Pour faire la lumière sur la situation financière de l’Adapei 72, le comité social et économique (CSE) a décidé de recourir à un expert-comptable. Le nom du cabinet choisi sera annoncé la semaine prochaine. La direction ne fait que des réponses budgétaires. Nous nous mettons donc en capacité de lui faire aussi des réponses budgétaires. Les questions sont nombreuses : un chargé de patrimoine est-il nécessaire dans une association de loi 1901 telle que la nôtre ?, interpelle le délégué syndical FO.

Peu d’avantages

Selon la direction, les quinze jours de congés accordés chaque année depuis 1999 aux salariés travaillant au pôle adulte – et qu’elle propose aujourd’hui de supprimer – représenteraient l’équivalent de 43 postes, qu’elle n’est pas en mesure de remplacer. Depuis vingt ans, elle n’a jamais exprimé sa volonté de les remplacer, s’étonne Alain Billeau.

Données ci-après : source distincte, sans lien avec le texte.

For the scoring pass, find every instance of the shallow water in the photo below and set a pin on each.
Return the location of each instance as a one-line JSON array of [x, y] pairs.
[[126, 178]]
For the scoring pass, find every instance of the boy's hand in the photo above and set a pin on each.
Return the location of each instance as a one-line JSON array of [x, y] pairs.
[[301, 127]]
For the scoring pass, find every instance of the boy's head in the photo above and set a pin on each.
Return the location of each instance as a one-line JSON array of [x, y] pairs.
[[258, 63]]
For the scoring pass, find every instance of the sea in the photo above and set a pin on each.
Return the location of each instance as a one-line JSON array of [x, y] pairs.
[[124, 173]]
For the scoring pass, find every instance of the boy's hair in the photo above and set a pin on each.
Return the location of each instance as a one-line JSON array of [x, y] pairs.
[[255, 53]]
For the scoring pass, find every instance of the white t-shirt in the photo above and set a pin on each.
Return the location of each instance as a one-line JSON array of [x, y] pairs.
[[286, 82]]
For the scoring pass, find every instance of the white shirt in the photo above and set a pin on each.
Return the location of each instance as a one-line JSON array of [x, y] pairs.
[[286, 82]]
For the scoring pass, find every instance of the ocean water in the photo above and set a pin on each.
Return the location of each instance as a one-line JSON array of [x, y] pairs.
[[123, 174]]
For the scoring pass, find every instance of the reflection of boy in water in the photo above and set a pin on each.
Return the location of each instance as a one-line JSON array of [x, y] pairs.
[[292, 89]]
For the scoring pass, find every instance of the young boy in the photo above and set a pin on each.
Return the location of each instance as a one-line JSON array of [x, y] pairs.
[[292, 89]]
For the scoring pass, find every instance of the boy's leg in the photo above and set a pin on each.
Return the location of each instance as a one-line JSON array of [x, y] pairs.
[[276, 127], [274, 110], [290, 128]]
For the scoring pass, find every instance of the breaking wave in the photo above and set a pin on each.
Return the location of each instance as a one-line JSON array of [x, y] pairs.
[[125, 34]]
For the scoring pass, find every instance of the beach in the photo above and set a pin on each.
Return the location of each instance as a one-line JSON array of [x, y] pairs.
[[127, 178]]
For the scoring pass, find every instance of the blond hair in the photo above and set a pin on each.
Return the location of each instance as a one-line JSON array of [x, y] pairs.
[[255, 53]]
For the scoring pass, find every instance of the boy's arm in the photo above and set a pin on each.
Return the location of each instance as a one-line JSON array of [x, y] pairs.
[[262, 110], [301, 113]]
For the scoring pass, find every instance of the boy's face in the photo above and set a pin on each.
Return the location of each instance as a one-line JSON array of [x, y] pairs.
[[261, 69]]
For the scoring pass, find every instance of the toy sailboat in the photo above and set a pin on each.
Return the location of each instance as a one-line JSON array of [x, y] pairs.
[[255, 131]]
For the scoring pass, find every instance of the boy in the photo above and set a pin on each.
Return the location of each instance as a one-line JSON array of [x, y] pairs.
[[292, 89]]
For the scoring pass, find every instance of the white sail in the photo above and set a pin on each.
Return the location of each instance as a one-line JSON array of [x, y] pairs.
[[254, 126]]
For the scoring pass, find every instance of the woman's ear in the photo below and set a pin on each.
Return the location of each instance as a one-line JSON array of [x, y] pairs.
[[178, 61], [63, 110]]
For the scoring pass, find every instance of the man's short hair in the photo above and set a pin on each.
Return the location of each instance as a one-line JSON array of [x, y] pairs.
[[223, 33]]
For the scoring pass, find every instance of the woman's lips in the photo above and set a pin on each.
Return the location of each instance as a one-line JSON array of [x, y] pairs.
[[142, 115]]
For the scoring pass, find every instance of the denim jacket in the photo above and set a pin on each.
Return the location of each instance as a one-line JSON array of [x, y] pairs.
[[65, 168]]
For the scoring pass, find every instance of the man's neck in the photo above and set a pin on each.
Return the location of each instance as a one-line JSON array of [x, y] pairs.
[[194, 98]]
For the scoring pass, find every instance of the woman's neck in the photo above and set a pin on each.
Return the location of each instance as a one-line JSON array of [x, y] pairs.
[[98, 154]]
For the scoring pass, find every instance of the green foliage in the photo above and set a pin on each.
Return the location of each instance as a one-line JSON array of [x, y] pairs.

Quant aux compensations, elles sont jugées très insuffisantes par l’intersyndicale. A la place de ces 15 jours de congés annuels, la direction propose d’octroyer une prime d’assiduité annuelle, de 600 euros brut. Et, précise le militant FO, le projet prévoit que cette prime sera diminuée de 5 % pour chaque jour d’absence. Si on ajoute les frais de déplacement domicile-travail, non pris en charge, pour ces quinze jours de travail supplémentaires, le compte n’y est pas, commente Alain Billeau, lui-même moniteur d’atelier en ESAT (établissement et service d’aide par le travail) qui effectue 45 kilomètres, aller-retour, pour se rendre sur son lieu de travail.

Pour le délégué, la seule voie de sortie est le retrait du projet de révision du temps de travail. Les salariés de l’Adapei 72 ont de petits salaires et peu d’avantages. Ils n’ont pas de journée enfant malade, pas de treizième mois… Dans ce contexte, ces quinze jours de congés annuels, qui leur permettent de se ressourcer, sont irremplaçables, commente-t-il, rappelant qu’un moniteur d’atelier débute au Smic et termine, en fin de carrière, à 1 800 euros net.